Ersek muss das Filialnetz finanzieren, die Provisionen für die Kioskbetreiber, Banken und Postfirmen, die die Hälfte aller Kosten ausmachen. „Wenn wir das nicht machen würden, wären wir nicht im letzten Dorf auf den Philippinen oder in Afrika“, sagt er. Und überhaupt – er beugt sich nach vorn über die Tischplatte – sei es ja nicht verwerflich, Geld zu verdienen. Ein großer Teil von Western Union gehört klassischen Investmenthäusern: Vanguard, Blackrock, Fidelity. Sie muss Ersek zufriedenstellen. „Aktionäre wollen immer mehr“, sagt er.
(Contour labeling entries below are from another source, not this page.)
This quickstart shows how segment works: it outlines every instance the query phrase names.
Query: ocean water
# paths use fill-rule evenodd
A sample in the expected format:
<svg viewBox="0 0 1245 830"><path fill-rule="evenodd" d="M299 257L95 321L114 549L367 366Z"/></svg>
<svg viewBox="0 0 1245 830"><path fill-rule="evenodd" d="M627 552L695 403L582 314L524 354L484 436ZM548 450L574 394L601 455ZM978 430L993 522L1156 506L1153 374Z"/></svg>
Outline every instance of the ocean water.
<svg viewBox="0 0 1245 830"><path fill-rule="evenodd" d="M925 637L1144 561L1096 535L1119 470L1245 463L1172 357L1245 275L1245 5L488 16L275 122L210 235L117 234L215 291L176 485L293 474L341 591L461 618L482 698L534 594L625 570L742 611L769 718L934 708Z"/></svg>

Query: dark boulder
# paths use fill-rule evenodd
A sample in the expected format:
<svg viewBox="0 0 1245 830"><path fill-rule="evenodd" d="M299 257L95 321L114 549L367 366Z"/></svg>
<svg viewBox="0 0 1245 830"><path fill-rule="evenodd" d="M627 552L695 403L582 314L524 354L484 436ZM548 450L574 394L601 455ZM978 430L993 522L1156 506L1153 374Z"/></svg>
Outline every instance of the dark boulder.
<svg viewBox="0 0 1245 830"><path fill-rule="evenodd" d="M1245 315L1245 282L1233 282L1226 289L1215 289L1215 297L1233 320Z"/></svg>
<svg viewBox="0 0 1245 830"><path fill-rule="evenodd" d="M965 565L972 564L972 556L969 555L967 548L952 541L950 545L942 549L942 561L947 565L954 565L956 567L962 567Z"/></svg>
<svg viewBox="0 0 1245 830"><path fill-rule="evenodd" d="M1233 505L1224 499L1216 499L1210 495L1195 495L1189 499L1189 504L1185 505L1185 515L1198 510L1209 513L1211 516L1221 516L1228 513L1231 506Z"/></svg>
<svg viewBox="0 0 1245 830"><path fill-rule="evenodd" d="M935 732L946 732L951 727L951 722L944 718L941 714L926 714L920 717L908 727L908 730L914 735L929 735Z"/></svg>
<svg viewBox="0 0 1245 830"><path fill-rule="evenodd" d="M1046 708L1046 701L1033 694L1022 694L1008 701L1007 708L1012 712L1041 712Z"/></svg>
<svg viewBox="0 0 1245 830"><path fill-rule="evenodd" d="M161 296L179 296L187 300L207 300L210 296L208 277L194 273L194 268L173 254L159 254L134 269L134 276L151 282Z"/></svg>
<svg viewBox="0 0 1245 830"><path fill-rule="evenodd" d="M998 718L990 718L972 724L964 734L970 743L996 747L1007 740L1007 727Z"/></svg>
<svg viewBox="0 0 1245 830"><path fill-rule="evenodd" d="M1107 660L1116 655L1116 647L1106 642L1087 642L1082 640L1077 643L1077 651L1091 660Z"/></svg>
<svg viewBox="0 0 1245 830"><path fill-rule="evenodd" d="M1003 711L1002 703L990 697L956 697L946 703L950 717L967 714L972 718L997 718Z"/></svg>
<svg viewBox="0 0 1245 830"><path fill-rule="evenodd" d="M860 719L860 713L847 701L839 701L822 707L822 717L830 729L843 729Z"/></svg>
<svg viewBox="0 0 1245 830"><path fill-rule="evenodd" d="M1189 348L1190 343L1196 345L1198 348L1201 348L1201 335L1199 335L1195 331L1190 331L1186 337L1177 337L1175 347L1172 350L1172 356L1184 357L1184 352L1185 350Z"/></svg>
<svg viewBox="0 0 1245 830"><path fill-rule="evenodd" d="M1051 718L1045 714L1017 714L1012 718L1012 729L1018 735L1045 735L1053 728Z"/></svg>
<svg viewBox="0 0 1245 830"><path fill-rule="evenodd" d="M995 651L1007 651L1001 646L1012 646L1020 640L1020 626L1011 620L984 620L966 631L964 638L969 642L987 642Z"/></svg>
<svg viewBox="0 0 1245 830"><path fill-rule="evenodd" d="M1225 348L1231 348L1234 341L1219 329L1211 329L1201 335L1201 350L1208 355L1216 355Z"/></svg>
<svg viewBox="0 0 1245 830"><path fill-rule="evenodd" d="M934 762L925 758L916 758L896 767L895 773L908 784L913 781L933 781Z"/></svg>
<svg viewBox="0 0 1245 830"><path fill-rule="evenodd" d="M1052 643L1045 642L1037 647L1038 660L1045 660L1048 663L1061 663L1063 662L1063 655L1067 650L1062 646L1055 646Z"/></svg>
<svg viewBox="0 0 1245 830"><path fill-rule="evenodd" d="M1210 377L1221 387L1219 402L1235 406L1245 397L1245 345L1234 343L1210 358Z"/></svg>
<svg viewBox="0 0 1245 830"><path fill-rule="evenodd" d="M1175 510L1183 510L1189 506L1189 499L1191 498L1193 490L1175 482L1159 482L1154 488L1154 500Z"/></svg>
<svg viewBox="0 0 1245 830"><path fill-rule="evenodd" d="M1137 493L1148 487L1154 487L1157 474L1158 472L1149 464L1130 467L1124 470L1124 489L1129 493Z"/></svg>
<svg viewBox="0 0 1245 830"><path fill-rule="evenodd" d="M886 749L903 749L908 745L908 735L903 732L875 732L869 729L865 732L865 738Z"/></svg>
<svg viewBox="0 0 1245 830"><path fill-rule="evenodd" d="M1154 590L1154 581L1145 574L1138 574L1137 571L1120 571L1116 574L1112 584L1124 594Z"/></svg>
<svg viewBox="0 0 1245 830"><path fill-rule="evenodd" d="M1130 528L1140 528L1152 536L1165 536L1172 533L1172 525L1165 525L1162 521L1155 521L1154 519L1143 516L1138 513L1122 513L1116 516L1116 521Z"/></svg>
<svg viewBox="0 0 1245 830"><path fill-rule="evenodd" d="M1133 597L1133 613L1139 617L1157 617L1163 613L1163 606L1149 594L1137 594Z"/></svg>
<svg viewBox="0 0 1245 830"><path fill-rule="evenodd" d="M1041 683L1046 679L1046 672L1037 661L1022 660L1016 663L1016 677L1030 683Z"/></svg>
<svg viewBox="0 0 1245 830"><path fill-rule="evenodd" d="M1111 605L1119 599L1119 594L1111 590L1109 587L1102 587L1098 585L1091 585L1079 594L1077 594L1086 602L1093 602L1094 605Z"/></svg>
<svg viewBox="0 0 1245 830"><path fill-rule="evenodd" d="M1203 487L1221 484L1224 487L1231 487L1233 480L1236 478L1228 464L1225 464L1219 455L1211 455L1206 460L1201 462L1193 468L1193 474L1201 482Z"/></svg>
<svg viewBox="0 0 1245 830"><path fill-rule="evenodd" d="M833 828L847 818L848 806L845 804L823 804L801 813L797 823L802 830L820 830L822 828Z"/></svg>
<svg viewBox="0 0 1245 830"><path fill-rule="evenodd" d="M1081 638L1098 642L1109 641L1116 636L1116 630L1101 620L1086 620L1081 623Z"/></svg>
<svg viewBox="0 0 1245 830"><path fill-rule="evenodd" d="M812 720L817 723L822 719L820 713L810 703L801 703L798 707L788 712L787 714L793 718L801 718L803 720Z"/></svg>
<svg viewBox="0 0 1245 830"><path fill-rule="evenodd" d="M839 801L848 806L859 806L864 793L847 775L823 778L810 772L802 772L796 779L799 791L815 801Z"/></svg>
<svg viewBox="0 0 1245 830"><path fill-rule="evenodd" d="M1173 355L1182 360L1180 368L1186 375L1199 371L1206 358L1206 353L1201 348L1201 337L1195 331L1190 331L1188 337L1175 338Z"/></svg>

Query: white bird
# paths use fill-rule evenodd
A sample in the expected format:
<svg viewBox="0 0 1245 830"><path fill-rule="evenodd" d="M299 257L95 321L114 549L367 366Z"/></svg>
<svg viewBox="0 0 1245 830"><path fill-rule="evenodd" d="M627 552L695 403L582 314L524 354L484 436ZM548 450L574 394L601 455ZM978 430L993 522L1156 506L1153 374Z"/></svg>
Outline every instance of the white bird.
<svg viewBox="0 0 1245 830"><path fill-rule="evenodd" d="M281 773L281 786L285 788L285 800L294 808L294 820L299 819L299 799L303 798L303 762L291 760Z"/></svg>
„Mehr Umsatz, höhere Margen, mehr Geld.“

Vor zwei Jahren reiste Ersek in den Süden der Türkei, in ein Flüchtlingslager nahe der syrischen Grenze. „Sie sehen da Syrer mit Kindern, die sind seit Jahren dort“, sagt er. Viele dieser Syrer sind mittlerweile nach Europa aufgebrochen und zählen nun zu Erseks besten Kunden: Sie heben während der Flucht nicht nur einmal bei ihm ab, sondern auf jeder Etappe neu. Denn kein Flüchtling trägt gern viel Geld bei sich.
Menschenschmuggler machen ihre Geschäfte meist in bar

Das Flüchtlingshilfswerk der UN warnt vor bewaffneten Banden, die über den Balkan ziehen, die Handys, Pässe und Bargeld stehlen. Man sieht die Angst vor den Räubern in den Parks von Belgrad, wo Syrer und Afghanen auf der Erde dösen, den Rucksack fest umklammert. Man sieht sie in den Bussen, wo die Männer das Geld für die Tickets aus ihren Unterhosen ziehen. „Wir sind leichte Beute“, sagt Jassin Salim. „Ich zahle lieber ein paarmal mehr die Gebühr, als alles auf einmal abzuheben und dann alles zu verlieren.“ Als er das sagt, sitzt Salim im Bus nach Kroatien. Draußen ziehen zerfallene Hütten vorbei. Drinnen stinkt es nach nassen Kleidern und Schweiß.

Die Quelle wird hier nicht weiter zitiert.